Configuration & Environment
To successfully run the Trading System, you must configure the environment variables, set up the local or cloud LLM backend, and initialize the data connectors.
Prerequisites
Before starting the configuration, ensure you have the following installed:
- Python 3.10+
- Node.js & npm (for the dashboard)
- Ollama (optional, for local LLM execution)
- Git
Environment Variables
The system relies on a .env file located in the root directory. Create this file and populate it with the following keys based on your chosen providers:
# LLM Provider Keys
GROQ_API_KEY=your_groq_api_key_here
# Data Provider Keys
NEWSAPI_KEY=your_newsapi_key_here
# Application Settings
DATABASE_URL=sqlite:///./trading_system.db
LOG_LEVEL=INFO
Configuration Details
| Variable | Description | Required |
| :--- | :--- | :--- |
| GROQ_API_KEY | Required if using Groq as the LLM backend (e.g., Llama 3 models). | Optional |
| NEWSAPI_KEY | Enables NewsAPI for sentiment analysis. If omitted, the system falls back to free RSS feeds. | Optional |
| DATABASE_URL | SQLAlchemy connection string for storing backtests and trade logs. | Yes |
LLM Backend Selection
The system supports two primary backends for the trading agents. You can toggle between these when initializing the TradingOrchestrator.
1. Ollama (Local)
Ideal for privacy and local testing. The system defaults to models like deepseek-r1.
- Setup: Download Ollama and run
ollama serve. - Model Pull:
ollama pull deepseek-r1(or your preferred model). - Usage:
orchestrator = TradingOrchestrator(backend="ollama")
2. Groq (Cloud)
Ideal for high-speed inference and larger models.
- Setup: Obtain an API key from the Groq Console.
- Usage:
orchestrator = TradingOrchestrator(backend="groq")
Knowledge Base & RAG Setup
The Retrieval-Augmented Generation (RAG) system processes documents in the knowledge/ folder to provide agents with domain-specific context.
- Populate Knowledge: Place
.md,.txt, or.pdffiles into subfolders withinknowledge/(e.g.,technical_analysis/,risk_management/). - Index Documents: Run the indexer to generate the vector store.
from agents.rag.indexer import KnowledgeIndexer indexer = KnowledgeIndexer() indexer.index_all()

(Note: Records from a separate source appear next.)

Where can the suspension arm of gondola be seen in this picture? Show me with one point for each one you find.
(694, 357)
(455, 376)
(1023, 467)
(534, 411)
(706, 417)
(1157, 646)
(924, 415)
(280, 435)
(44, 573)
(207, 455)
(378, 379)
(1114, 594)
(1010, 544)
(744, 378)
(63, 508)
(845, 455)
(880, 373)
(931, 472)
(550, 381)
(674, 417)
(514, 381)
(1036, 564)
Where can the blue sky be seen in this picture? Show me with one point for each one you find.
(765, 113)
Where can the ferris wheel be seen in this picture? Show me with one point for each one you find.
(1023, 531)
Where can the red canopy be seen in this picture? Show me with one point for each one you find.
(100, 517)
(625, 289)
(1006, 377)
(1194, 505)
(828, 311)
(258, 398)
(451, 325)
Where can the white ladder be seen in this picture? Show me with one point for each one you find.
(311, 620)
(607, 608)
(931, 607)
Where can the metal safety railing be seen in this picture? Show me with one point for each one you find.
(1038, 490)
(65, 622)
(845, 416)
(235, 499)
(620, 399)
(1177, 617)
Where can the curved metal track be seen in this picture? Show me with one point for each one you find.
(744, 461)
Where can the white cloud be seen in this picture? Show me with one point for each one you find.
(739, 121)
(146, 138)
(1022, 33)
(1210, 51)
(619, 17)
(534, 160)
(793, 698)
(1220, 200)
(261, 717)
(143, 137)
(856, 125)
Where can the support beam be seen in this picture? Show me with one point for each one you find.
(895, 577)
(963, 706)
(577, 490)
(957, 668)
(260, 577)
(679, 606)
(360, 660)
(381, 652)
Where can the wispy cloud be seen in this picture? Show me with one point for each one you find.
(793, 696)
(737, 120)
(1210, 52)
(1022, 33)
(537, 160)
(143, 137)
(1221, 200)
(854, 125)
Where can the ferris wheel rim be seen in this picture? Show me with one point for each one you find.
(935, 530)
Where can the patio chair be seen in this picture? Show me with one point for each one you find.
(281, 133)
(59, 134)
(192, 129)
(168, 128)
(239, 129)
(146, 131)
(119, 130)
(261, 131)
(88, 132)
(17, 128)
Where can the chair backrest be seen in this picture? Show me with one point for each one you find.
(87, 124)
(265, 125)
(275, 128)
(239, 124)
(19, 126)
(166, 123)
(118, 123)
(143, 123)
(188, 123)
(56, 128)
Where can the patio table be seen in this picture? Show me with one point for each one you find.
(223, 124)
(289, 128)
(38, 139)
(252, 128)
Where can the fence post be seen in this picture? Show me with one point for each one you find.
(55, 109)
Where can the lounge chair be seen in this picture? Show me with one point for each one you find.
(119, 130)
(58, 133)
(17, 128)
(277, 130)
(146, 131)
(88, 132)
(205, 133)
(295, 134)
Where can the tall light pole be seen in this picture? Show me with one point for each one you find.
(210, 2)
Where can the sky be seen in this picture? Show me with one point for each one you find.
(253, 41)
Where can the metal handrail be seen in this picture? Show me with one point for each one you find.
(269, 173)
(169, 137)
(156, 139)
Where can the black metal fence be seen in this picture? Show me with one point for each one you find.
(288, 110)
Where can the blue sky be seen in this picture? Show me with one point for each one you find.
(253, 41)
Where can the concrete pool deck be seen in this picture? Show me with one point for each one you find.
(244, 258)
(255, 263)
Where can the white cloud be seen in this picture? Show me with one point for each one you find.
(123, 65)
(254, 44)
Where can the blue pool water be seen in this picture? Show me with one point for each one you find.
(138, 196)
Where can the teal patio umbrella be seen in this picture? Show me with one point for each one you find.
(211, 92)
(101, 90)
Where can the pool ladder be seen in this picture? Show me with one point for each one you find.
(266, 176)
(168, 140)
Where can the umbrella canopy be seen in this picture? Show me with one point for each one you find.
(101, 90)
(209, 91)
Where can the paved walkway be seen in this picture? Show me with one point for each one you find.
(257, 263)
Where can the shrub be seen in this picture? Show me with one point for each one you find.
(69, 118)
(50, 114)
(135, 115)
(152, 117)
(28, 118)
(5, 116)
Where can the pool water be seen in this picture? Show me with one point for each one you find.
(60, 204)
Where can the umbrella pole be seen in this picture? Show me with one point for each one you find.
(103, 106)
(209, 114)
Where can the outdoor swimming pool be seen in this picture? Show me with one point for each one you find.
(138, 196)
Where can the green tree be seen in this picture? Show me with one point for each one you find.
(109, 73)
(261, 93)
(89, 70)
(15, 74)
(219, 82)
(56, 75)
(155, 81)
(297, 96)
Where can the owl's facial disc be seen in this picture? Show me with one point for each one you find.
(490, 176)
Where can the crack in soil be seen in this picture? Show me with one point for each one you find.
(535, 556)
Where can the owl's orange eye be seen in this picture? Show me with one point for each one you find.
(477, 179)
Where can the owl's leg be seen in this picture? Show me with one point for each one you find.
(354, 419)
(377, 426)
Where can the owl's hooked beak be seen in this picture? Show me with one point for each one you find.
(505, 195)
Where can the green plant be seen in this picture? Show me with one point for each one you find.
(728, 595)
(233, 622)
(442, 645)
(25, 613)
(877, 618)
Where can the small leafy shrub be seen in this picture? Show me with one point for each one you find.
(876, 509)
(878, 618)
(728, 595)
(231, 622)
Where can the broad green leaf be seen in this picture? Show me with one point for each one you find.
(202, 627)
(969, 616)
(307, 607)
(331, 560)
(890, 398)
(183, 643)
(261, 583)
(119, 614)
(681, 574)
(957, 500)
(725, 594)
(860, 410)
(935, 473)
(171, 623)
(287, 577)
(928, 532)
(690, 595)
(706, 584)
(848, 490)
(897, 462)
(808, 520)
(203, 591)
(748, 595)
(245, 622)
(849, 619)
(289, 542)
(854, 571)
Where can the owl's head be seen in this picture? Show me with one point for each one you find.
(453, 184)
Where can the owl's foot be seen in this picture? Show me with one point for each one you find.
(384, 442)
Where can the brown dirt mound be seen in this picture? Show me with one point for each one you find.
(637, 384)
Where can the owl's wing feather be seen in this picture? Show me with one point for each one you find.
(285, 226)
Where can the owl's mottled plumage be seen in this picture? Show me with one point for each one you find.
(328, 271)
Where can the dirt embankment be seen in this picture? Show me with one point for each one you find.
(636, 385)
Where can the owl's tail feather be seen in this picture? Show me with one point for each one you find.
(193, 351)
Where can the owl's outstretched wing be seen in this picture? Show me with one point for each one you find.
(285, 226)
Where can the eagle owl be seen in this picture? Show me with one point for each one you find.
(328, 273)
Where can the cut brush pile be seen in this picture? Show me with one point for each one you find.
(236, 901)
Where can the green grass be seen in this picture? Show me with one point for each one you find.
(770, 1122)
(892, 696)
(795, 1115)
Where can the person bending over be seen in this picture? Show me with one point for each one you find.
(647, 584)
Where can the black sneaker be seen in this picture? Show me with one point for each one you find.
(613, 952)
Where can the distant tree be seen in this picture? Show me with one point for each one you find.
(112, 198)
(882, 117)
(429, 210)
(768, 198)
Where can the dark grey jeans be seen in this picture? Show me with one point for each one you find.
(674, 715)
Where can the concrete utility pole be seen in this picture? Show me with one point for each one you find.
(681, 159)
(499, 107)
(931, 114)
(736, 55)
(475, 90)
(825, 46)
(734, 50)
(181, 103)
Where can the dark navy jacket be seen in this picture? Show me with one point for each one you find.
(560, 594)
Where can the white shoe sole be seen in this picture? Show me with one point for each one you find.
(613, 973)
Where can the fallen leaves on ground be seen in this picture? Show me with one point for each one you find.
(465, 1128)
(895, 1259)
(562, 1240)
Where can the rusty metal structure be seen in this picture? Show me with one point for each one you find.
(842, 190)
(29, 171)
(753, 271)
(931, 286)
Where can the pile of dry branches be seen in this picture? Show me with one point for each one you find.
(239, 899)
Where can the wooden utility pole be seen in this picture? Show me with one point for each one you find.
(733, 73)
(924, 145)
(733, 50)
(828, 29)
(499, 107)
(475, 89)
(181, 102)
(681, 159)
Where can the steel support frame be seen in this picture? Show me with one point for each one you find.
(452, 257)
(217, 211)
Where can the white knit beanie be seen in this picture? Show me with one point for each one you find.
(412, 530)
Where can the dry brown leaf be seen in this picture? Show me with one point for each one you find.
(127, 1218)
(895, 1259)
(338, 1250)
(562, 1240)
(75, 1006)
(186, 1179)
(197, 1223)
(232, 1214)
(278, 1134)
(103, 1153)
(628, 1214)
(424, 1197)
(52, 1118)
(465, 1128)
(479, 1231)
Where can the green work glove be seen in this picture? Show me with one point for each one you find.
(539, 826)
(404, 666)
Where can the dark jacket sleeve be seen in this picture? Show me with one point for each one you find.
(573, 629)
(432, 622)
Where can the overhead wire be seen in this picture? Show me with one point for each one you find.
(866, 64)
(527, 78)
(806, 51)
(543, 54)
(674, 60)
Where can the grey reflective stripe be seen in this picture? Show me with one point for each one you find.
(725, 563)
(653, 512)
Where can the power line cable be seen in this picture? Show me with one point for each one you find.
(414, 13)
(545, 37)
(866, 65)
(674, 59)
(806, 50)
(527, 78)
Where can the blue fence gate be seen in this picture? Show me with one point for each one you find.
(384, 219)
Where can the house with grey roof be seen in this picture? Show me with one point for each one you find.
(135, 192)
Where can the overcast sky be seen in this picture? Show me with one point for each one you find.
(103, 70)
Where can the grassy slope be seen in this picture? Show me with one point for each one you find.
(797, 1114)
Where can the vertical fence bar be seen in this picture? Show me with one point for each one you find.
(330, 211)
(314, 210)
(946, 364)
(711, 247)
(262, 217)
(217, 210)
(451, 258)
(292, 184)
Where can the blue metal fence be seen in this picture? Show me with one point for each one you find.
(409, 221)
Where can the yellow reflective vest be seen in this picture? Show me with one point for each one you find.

[!NOTE] For PDF support, ensure
PyPDF2is installed via pip. The system is optimized to prefer Markdown summaries for higher-quality extraction.
Dashboard Configuration
The dashboard consists of a FastAPI backend and a Vite/React frontend.
Backend Setup
The backend serves the API and handles WebSocket connections for real-time updates.
cd dashboard/backend
pip install -r requirements.txt
uvicorn main:app --reload --port 8000
Frontend Setup
The frontend communicates with the backend via http://localhost:8000.
cd dashboard/frontend
npm install
npm run dev
By default, the frontend runs on http://localhost:5173. If you change the backend port, you must update the API_BASE constant in dashboard/frontend/src/App.jsx.
Data Connector Fallbacks
The system is designed to be resilient. The NewsAPIConnector implements a tiered fallback logic:
- Google News RSS / Crypto RSS: Used by default (no API key required).
- NewsAPI: Triggered if an API key is present in the environment variables and RSS sources fail or are insufficient.
No additional configuration is required to use the free tier, but performance and data granularity are significantly improved with a valid NEWSAPI_KEY.